それは、サー姉様の判決が出た2週間後だった。

開店をもうしばらく見送ることも出来たけど、今までに掛かった費用や仕入れた食材の期限、それに人件費など、諸々のことを考えると、それが限界の日程だった。


あれだけ衝撃的な事件も、目の前で見ることのなかった人たちには伝わることも無かった。

テレビやネットがないからだろうな。

新聞だって、5日に1回だし、国の発行だから情報は限られている。

だから、事件の影響は、少なかった。

 



それを喜んではいないけど、安堵はしてる。






けれども!



私は、せっかくの開店を、城の中で祝っている。 


ここに、マリ姉ちゃんが全メニューを届けてくれた。

いつも使っているテーブルだけでは乗り切らない。

ってか、居間だけじゃ無理!


だから、晩餐会に使う会場に並べてもらった。

なんか寂しい。


それにだ、物理的な問題から熱々なものはない。

自分で暖めて直している。

なんか、切ない。


そして、今日、デュークさんがいない。

何とかっていう土地に視察に出かけた。

連れて行ってくれなかった。

ジョゼもまだ自宅療養中だ。

なんか、つまんない。




私には友達が少ないんだ。

痛感するな…。けど、今から作るのもどうかと思う。


こんな時には、テッドと試作について話し合うんだけど、そのテッドは、今、カフェ・マリーに取られてしまってるし。


爺のところか?

そうだ。マサもいる。

久し振りに、マサと語ろう。


これ食べたら、爺のところへ行こう。


って、食べ切れませんよ。

味見程度で残りは、みんなに食べてもらうことにする。

気に入ったら、カフェ・マリーに行って、食べてね。

お手頃なお値段のはずよ?


私は王宮で働いている侍女たちをここに招待した。


「いいのですか?」

「もちろんよ。私1人では食べきれない量だし。それに、気に入ったら行ってくれると、姉も喜ぶから」

「エリフィーヌ様、ありがとうございます!実はみんなも気になっていて、だって、お肌にいいんですよね、トーフって?」

「え、そうよ」

「エリフィーヌ様がお美しい秘訣はトーフだって、みんなで噂してたんです。
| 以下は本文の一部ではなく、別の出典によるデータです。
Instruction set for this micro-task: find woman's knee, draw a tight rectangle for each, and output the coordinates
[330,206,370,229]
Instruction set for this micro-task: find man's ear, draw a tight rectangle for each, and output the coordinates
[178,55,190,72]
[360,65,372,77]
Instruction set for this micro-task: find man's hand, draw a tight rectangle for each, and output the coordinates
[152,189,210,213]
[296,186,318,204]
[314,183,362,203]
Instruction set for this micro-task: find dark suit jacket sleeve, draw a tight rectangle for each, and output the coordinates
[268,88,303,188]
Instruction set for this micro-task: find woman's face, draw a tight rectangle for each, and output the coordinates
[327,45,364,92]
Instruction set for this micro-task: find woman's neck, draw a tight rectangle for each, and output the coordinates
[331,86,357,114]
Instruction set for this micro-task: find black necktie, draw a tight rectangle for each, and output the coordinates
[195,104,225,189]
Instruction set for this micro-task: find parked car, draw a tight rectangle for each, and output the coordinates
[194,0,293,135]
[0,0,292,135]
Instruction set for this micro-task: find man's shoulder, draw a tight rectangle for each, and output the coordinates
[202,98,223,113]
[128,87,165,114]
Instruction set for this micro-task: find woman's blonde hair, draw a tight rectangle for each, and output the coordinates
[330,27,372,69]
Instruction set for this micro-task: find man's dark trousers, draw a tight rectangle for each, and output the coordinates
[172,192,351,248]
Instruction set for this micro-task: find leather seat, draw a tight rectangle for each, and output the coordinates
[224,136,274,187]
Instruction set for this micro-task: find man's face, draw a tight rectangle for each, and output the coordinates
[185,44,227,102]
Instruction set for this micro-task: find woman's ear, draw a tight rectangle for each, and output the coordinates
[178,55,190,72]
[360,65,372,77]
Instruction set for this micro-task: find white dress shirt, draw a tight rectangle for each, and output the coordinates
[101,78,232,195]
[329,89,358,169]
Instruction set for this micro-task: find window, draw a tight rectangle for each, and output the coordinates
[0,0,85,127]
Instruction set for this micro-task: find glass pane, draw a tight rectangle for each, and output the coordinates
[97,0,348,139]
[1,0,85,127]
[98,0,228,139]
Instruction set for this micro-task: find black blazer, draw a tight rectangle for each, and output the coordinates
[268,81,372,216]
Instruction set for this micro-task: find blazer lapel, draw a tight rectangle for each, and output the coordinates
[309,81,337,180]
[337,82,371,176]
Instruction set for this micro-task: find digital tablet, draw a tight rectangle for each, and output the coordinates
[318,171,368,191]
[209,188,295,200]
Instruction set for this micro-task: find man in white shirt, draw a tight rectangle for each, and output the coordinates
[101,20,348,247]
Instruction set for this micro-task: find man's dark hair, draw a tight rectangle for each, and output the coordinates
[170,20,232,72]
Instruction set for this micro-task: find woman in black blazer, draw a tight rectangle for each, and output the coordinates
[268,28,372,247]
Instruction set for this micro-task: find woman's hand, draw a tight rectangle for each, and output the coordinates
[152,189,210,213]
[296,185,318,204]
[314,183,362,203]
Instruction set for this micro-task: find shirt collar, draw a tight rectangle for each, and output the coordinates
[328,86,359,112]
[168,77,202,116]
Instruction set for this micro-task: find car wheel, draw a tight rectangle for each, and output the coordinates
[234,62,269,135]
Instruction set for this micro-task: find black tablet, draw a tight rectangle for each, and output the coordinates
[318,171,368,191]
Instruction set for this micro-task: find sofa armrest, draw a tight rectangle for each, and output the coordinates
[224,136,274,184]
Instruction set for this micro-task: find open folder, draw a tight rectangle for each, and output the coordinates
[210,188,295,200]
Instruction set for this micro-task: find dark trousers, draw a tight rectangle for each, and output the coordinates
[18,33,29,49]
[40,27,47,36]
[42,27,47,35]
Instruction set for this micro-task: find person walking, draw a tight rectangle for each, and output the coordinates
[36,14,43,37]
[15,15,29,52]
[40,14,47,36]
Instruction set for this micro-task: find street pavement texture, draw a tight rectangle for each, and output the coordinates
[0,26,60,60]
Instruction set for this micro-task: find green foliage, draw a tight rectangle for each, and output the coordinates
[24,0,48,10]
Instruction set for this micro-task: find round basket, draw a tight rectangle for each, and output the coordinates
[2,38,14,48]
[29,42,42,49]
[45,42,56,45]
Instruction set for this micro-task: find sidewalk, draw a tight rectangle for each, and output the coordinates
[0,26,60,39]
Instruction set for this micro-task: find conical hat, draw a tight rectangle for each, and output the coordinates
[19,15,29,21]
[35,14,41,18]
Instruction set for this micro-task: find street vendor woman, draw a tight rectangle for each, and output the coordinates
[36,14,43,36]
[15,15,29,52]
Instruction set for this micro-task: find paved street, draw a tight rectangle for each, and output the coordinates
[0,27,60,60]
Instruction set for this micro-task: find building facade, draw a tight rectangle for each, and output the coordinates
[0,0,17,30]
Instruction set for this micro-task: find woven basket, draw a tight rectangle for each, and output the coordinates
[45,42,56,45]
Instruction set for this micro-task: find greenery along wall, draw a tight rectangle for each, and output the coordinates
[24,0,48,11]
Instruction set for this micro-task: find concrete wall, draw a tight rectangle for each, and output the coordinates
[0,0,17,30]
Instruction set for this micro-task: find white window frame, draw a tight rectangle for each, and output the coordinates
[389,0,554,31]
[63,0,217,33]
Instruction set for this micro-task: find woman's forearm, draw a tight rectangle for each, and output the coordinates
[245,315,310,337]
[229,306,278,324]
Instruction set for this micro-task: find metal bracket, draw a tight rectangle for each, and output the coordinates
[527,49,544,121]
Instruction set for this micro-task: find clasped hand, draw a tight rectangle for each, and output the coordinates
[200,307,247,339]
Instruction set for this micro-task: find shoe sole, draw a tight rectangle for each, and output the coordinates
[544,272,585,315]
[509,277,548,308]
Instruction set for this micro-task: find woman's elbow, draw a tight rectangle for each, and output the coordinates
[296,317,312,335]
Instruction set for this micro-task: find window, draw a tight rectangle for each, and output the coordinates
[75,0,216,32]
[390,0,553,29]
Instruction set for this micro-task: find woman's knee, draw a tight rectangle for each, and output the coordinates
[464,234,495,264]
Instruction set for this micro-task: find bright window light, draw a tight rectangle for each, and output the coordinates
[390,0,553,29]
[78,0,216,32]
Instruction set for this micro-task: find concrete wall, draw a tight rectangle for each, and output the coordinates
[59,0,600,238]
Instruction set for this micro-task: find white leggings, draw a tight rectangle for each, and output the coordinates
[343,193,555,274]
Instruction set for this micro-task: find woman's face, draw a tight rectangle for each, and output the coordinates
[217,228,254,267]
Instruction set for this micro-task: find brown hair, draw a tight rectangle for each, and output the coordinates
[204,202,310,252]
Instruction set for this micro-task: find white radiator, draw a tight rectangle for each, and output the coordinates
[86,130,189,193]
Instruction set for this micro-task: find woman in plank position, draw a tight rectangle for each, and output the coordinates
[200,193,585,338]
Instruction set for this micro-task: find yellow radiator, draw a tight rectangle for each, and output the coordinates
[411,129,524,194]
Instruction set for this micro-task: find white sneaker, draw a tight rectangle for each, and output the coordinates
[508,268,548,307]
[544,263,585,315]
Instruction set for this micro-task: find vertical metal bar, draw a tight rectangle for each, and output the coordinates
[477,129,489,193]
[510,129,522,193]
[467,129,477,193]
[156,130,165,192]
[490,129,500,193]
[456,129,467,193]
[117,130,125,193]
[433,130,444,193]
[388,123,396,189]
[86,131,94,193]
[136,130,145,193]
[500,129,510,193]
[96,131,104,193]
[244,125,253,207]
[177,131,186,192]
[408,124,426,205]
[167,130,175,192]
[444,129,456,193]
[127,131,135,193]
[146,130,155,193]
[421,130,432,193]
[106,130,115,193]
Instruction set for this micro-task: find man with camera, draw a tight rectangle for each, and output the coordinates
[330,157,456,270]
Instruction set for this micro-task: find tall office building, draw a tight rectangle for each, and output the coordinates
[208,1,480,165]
ね?」

「「「「「そうなんです!」」」」」

「じゃ、是非に召し上がってね」

「「「「「「「「ありがとうございます!」」」」」」」


侍女たちは大喜びで料理を食べてくれてる。

良かった。



次は爺だな。



電話で隊長を呼ぶ。


「カナコ様?」

「爺の小屋に行くの。付き合ってくれる?」

「もちろんです」


隊長と城の後ろに作ってもらった爺の小屋へ向う。

向う途中、喋りながら進む。


「ジョゼさんですが、お元気そうでした」

「ほんと?お見舞いにもいけないなんて、不義理よね、私…」

「仕方ありません、陛下が外出するな、と仰るのですから」

「まったく、…、でも、言い分も、もっともだから」


あの事件の時、私は魔力が尽きてしまい、眠ってしまった。

隊長はサー姉様を取り押さえるのが精一杯で、カフェ・マリーから飛び出してきた給仕の男性達が、救護用の馬車で私を城まで運んだそうだ。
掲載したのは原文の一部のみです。